Au Lieu de Répit, s’appuyer sur la communauté pour sortir de la crise

Actualités professionnelles le 13 mai 2024

 

Basé sur des principes de santé communautaire, le Lieu de Répit accueille jusqu’à trois mois dix personnes en crise ou post-crise.

 

À Marseille, le Lieu de Répit, porté par l’association JUST, a pour vocation d'accueillir à l’aide d’une équipe pluridisciplinaire une dizaine de personnes en situation de crise psychique dans un espace non médicalisé, pour une durée maximale de trois mois. Une vraie colocation, où l’on possède sa clé, où les chambres sont privatives, mais où certaines activités - ménage, repas - se font en groupe. Dans la salle commune aux murs décorés, divans et cuisine, une partie de l’équipe échange avec une personne accueillie, qui fait part de sa souffrance, autour d’un café : « Je suis incompris et à bout. Vous, vous m’aidez », lâche-t-il, en passant du rire aux larmes.

 

Entraide entre pairs

Le lieu est basé sur l’auto-support communautaire. « Les personnes accueillies échangent des conseils, peuvent devenir motrices pour d’autres, certaines reviennent même après être parties du lieu », explique Marie, une travailleuse-pair, qui a elle-même vécu des situations de crises psychiques. Identifiée et embauchée après un long parcours vers le rétablissement, son expérience lui permet « de l’empathie, mais aussi de montrer que la maladie n’est pas une fatalité, qu’on peut s’en sortir. » Elle considère avoir une vision pragmatique « de l'hôpital, ou de l’isolement, pour l’avoir déjà vécu et en connaître l’intérêt. » À l’origine, ce sont des bénévoles et militants anti-psychiatrie et anti-hospitalisation qui ont monté le lieu autogéré en 2016. Depuis, structuré avec des financements de l’ARS, le fonctionnement s’est éloigné de l’idée d’opposer le médical à la communauté, en les considérant comme “complémentaires.”

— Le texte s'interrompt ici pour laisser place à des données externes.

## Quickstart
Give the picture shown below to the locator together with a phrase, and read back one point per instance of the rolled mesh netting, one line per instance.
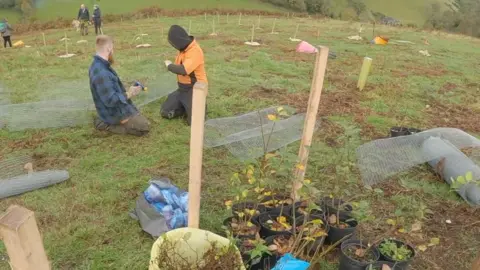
(251, 135)
(69, 105)
(380, 159)
(13, 166)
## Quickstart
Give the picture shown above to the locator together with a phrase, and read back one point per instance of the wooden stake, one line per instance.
(23, 242)
(362, 79)
(273, 27)
(258, 22)
(200, 92)
(66, 44)
(253, 32)
(310, 119)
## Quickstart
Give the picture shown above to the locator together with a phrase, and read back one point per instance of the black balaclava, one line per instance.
(179, 38)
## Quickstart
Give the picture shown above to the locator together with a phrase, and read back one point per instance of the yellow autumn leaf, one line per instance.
(391, 222)
(422, 248)
(300, 167)
(272, 117)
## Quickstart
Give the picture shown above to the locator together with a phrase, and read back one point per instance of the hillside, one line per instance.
(51, 9)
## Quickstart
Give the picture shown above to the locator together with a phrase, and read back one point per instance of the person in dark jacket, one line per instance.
(84, 18)
(189, 67)
(97, 20)
(6, 33)
(115, 109)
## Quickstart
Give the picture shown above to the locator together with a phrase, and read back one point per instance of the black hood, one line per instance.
(179, 38)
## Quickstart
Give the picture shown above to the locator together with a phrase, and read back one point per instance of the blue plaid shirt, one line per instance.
(108, 93)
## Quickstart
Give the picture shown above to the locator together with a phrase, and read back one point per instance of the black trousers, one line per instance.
(5, 40)
(179, 104)
(98, 26)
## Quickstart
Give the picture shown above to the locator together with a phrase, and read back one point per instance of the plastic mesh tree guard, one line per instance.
(253, 134)
(380, 159)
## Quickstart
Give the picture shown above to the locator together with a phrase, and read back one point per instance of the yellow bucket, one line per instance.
(192, 244)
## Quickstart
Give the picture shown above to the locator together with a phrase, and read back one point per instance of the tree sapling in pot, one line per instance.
(397, 252)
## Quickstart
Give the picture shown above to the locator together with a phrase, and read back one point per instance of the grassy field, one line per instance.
(85, 222)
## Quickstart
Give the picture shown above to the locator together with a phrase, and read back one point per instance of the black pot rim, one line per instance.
(353, 242)
(414, 253)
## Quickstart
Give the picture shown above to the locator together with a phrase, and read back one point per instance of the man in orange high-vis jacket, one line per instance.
(189, 67)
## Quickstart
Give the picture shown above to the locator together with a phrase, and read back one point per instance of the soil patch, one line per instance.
(454, 116)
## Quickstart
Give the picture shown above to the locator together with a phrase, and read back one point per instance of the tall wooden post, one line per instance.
(200, 91)
(310, 119)
(23, 242)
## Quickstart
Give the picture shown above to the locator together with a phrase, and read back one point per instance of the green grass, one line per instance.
(85, 222)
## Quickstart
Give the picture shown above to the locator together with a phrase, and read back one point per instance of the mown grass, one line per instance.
(85, 220)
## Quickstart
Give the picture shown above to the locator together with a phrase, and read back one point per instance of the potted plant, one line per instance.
(273, 223)
(341, 227)
(381, 265)
(255, 254)
(398, 252)
(356, 255)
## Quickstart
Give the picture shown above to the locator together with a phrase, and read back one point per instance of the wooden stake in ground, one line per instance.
(273, 27)
(295, 39)
(310, 119)
(213, 28)
(200, 92)
(19, 232)
(362, 79)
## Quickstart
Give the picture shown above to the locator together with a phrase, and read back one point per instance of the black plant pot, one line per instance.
(336, 234)
(398, 131)
(330, 206)
(263, 263)
(265, 231)
(240, 207)
(399, 265)
(270, 241)
(348, 263)
(227, 223)
(319, 241)
(378, 265)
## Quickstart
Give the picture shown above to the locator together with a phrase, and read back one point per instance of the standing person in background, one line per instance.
(97, 20)
(84, 18)
(189, 67)
(6, 31)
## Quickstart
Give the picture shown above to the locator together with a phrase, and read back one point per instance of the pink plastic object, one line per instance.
(305, 47)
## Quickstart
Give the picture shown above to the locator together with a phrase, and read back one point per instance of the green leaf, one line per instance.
(187, 236)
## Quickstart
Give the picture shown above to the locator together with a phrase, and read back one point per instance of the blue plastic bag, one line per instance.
(288, 262)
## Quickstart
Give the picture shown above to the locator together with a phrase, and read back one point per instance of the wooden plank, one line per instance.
(23, 242)
(310, 119)
(200, 91)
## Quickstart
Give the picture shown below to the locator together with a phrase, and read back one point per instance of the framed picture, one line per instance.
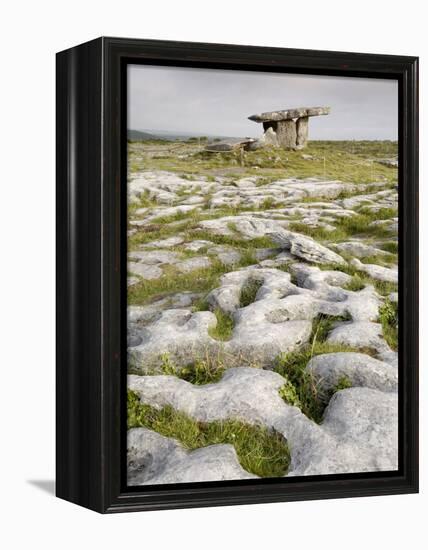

L’équipe met régulièrement au point un plan d’action construit avec les hébergés : manger plus régulièrement, faire du sport, ou encore prendre contact avec sa famille. Le coordinateur du lieu, Mohamed Amnaiy explique : « On va travailler avec eux à trouver des directives anticipatives pour mieux gérer une crise. On va impliquer accompagnants, famille et amis, en faisant des réunions pour trouver des solutions. » Le réseau devient alors une ressource précieuse à mobiliser en cas de crise, pour éviter une hospitalisation. Pour le chercheur Umberto Cao, anthropologue, cette démarche reflète « un questionnement social, pas uniquement clinique. Tout le monde peut être une aide, pas seulement les professionnels de santé. » Il déplore par ailleurs un manque criant de financement pour le projet, avec une équipe toujours en sous-effectif, dans un contexte d’accompagnement psychiatrique complètement saturé.

 

Recherche communautaire

Umberto fait partie de l’équipe de recherche de l’Assistance publique - Hôpitaux de Marseille (APHM), qui suit le projet depuis un an. Sur une centaine de personnes qui pouvaient prétendre au Lieu de Répit, la moitié a été accueillie au hasard et l’autre non, afin d’évaluer le dispositif. Lila Pitarch est une psychologue de l’équipe. Elle énonce les conditions : « être en crise ou post-crise, avoir un logement et un suivi médical, puisque le lieu n’est pas médicalisé. » Elle souligne que la crise « n’est pas forcément survoltée, elle peut être simplement une grande souffrance ou être très silencieuse. » Ainsi, peu de cas de violence ont éclaté au sein du Lieu de Répit. « On offre une expérience relationnelle, et finalement, on peut aussi bien travailler avec une personne en crise », se réjouit Anna, psychologue, qui confie avoir changé son propre regard sur la maladie.

Si le Lieu de Répit marseillais est le seul à fonctionner en approche communautaire et non médicalisée, d'autres territoires souhaitent expérimenter ce format. " On est en train de créer un groupe national pour écrire un cahier des charges qui permettrait de généraliser le projet. On vise une création d’article 51, le dispositif des ARS et du CNAM, pour répliquer les dispositifs innovants en santé.» explique le coordinateur Mohamed Amnaiy.